The good news is that this is fairly easy to test. Below we've plotted players' +/- score as of this week (which shows the difference between their actual and expected points with a positive score meaning their expected exceeds their actual) against the same metric from the midway point of last season. I picked that point in time based on the reader comment about Christmas but I'm fairly confident a similar conclusion could be drawn from pretty much any two comparable samples:
The first observation is that we see very little correlation from year to year. 10 players outperformed their points total last season by at least 10 points, yet only one of these (Podolski) has managed to outperform his total to date by even 5 points. Similarly, eight players underperformed their underlying stats by 10 or more points last season, and of these two (Lambert and Cisse) have once again failed to match their live up to expectations. On the flip side we've seen players like Aguero, Rooney, Lallana, Suarez, Michu, Walters and Fellaini benefit or suffer from huge reversals in fortune over the two samples.
One of the things I love about sports writing is that it can be a gateway into so many interesting subjects, and while I'm not learned enough to talk about most of them here, I would venture that there is an element of bias regarding the way we judge the above. When a player like Ramsey explodes in a small sample, we tend to quickly absorb that information into our collective psyche and it becomes the new self evident truth that he is a great player (despite several seasons of reasonable yet unspectacular play, at least from a fantasy perspective). We then place too much weight on these recent events, much like how people stop swimming after a shark attack, despite the fact there are countless things more likely to really kill them that they ignore every day. I believe the term for this specific type of bias is referred to as the availability heuristic.
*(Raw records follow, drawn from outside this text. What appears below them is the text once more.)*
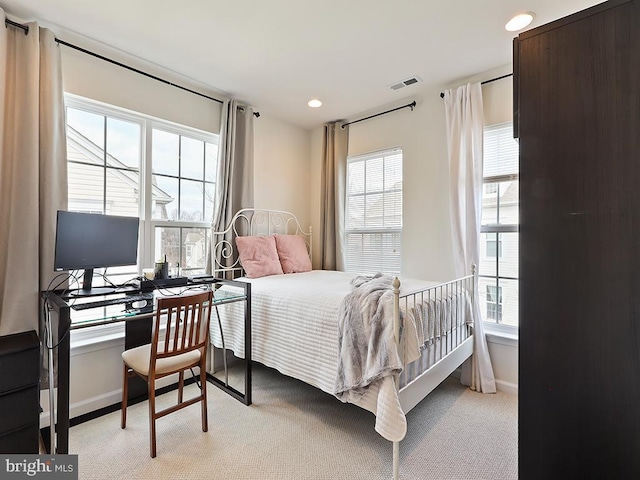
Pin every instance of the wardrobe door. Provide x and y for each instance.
(578, 107)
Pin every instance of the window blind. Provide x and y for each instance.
(373, 225)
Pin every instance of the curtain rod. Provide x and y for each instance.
(411, 105)
(101, 57)
(487, 81)
(17, 25)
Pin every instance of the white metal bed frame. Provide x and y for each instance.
(454, 348)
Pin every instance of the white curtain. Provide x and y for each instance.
(235, 172)
(33, 170)
(335, 147)
(465, 130)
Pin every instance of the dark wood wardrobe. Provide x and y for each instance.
(577, 118)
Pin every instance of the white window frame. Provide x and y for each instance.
(491, 325)
(384, 230)
(146, 246)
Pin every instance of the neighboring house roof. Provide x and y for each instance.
(84, 150)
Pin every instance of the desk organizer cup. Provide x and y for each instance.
(161, 270)
(149, 273)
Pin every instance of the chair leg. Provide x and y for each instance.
(180, 385)
(125, 394)
(203, 383)
(152, 416)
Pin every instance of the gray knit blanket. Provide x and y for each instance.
(367, 349)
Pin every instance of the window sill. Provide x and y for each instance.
(501, 334)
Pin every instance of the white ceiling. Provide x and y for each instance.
(278, 54)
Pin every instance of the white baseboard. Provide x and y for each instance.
(97, 402)
(507, 387)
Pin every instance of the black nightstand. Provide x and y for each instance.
(19, 392)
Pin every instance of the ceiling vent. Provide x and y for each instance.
(405, 83)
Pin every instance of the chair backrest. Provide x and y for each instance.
(187, 325)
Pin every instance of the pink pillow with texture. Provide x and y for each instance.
(293, 253)
(258, 256)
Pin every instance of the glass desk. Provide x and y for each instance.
(133, 313)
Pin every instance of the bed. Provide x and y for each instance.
(302, 322)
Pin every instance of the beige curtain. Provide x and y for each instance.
(465, 134)
(335, 147)
(33, 170)
(235, 174)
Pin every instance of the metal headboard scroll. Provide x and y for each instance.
(254, 222)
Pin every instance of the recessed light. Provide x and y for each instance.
(519, 21)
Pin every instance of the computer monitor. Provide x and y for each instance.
(89, 240)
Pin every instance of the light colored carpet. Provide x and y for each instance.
(294, 431)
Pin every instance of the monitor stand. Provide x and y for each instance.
(87, 290)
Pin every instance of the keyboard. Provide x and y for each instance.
(115, 301)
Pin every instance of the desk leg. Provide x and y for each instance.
(64, 365)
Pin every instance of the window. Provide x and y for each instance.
(498, 270)
(124, 163)
(373, 224)
(494, 303)
(494, 246)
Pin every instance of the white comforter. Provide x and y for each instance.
(295, 330)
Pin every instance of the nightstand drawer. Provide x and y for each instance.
(19, 361)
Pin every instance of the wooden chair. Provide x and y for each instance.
(182, 345)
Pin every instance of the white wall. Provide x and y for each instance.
(99, 80)
(426, 242)
(282, 168)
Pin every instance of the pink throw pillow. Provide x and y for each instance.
(293, 253)
(258, 256)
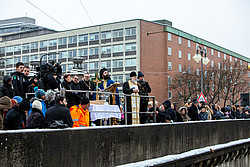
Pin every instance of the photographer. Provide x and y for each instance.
(144, 90)
(50, 76)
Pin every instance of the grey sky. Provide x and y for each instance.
(223, 22)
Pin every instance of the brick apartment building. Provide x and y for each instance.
(153, 47)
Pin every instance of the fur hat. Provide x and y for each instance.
(37, 104)
(5, 102)
(140, 74)
(39, 92)
(18, 99)
(132, 74)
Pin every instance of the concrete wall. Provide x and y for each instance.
(110, 146)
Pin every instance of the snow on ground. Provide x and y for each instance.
(174, 157)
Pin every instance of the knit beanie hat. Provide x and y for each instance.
(140, 74)
(39, 92)
(37, 104)
(18, 99)
(13, 102)
(5, 102)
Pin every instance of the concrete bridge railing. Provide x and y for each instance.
(116, 145)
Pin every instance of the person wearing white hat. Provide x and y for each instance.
(36, 118)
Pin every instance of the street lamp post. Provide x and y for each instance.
(204, 60)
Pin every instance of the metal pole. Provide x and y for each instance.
(168, 86)
(201, 71)
(125, 110)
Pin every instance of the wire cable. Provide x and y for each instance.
(86, 11)
(46, 14)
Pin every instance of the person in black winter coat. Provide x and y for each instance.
(193, 110)
(18, 80)
(59, 112)
(36, 118)
(66, 84)
(6, 89)
(75, 99)
(16, 117)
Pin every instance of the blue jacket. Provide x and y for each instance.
(110, 82)
(44, 108)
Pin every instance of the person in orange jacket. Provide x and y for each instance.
(80, 113)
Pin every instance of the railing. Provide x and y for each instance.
(87, 92)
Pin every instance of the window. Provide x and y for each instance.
(169, 66)
(25, 59)
(53, 42)
(106, 35)
(189, 70)
(17, 48)
(17, 59)
(189, 57)
(169, 94)
(179, 54)
(34, 45)
(9, 49)
(180, 95)
(62, 41)
(169, 51)
(118, 78)
(180, 68)
(71, 53)
(93, 65)
(94, 36)
(130, 47)
(106, 64)
(130, 31)
(70, 67)
(9, 61)
(118, 33)
(83, 38)
(26, 46)
(34, 57)
(130, 62)
(169, 80)
(43, 44)
(83, 52)
(179, 40)
(117, 63)
(72, 39)
(169, 36)
(106, 49)
(93, 51)
(117, 48)
(62, 55)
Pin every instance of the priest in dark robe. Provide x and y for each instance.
(86, 84)
(131, 87)
(106, 82)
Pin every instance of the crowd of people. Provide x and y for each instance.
(32, 102)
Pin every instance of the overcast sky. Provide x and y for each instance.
(223, 22)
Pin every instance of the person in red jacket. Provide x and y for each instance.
(80, 113)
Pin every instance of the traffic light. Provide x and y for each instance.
(244, 99)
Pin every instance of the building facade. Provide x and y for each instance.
(153, 47)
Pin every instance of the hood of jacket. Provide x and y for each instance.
(6, 78)
(167, 103)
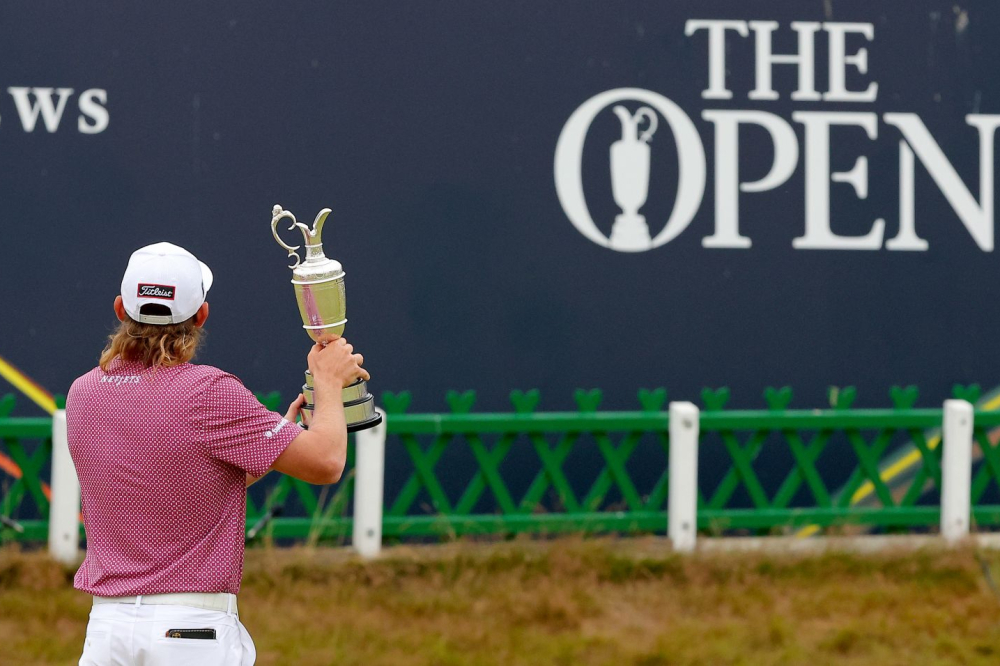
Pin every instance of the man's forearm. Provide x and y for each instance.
(328, 416)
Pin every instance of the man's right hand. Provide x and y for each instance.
(332, 361)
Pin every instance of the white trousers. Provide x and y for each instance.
(136, 635)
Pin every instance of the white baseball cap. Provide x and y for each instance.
(168, 275)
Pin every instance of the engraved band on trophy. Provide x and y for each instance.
(321, 295)
(630, 178)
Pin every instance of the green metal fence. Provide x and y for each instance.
(466, 473)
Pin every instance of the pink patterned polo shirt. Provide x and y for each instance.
(161, 456)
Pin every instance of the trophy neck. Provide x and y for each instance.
(314, 253)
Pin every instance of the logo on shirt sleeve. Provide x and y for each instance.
(166, 292)
(276, 429)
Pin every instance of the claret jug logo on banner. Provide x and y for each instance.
(644, 115)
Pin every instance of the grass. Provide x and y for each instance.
(565, 602)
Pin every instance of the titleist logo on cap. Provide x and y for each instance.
(163, 291)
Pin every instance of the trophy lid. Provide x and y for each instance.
(317, 266)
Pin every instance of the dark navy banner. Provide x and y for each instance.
(524, 194)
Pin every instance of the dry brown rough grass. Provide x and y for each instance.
(565, 602)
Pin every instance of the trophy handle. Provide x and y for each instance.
(277, 214)
(650, 116)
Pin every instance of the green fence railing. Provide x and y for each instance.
(466, 473)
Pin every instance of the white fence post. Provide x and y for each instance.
(682, 501)
(956, 469)
(64, 507)
(369, 476)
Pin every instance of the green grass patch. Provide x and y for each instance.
(567, 601)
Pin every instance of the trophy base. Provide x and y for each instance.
(630, 233)
(359, 404)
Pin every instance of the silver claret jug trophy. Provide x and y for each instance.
(322, 298)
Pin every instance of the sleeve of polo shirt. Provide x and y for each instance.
(241, 431)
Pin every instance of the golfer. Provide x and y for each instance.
(164, 450)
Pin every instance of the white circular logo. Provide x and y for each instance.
(629, 164)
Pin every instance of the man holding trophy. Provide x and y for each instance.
(164, 450)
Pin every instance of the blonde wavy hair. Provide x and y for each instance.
(151, 344)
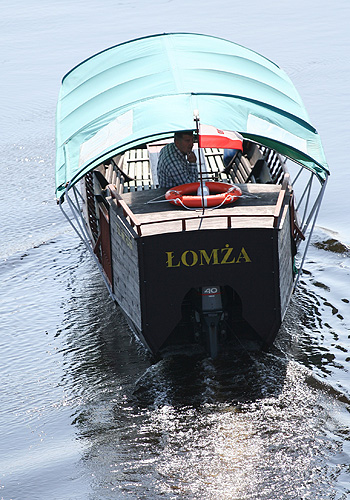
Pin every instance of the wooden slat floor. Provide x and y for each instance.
(255, 208)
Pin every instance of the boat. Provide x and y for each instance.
(191, 277)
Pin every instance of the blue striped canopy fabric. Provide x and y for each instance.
(146, 89)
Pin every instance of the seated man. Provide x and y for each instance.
(177, 163)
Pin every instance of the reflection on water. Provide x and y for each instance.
(264, 425)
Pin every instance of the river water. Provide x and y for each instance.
(84, 414)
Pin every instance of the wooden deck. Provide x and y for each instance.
(139, 199)
(259, 206)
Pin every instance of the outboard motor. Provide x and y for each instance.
(211, 315)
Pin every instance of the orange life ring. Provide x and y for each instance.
(185, 195)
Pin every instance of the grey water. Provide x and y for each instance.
(84, 413)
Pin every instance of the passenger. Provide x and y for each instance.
(229, 154)
(177, 163)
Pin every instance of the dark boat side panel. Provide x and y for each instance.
(244, 259)
(126, 282)
(285, 251)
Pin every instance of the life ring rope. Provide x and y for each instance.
(185, 195)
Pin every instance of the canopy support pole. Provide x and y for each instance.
(196, 119)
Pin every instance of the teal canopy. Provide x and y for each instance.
(148, 88)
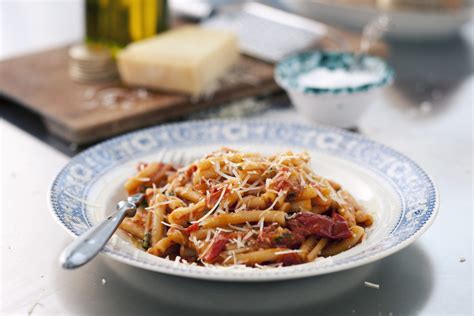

In the chart we see Aguero has the second highest +/- score for 2013 and one could rationalise that being due to his superior skill and quality teammates. Indeed, that's possibly true to a point. However, he had those very same skills and most of the teammates last year too, yet was actually one of the biggest underperformers last year, serving as a constant source of frustration for his owners. Or take van Persie. Last year he ascended to a new level and was casually thrown into conversations alongside the best in the world, and thus the fact he outperformed his xP by a full 13 points through half a year could be discounted as him simply being better than everyone else. Fast forward 10 months and we have a player who has only just caught up to his xP total for the year, having suffered through some bad luck these past couple of months.
As a final check, the colour coding relates to the players' team's league position ranging from 1st (green) to last (red). I wondered if we'd tend to see players from the better teams show an ability to repeat positive seasons as they benefit from more quality chances per game. I guess this works to a degree in that those in the bottom left quadrant generally play for better teams, yet there's not enough here to really draw any solid conclusions.
It's always good to challenge forecasts like the ones you find in these pages - especially the ones found in these pages! - but caution should also be exercised when dismissing data which contradicts our current view of the game. There are certainly aspects of a player's game which can consistently be above average (SoT% for one) but others seem far less repeatable. The current iteration of the model adjusts for these differences and thus that's why we're going to see turnover in the players who over or underachieve expectations.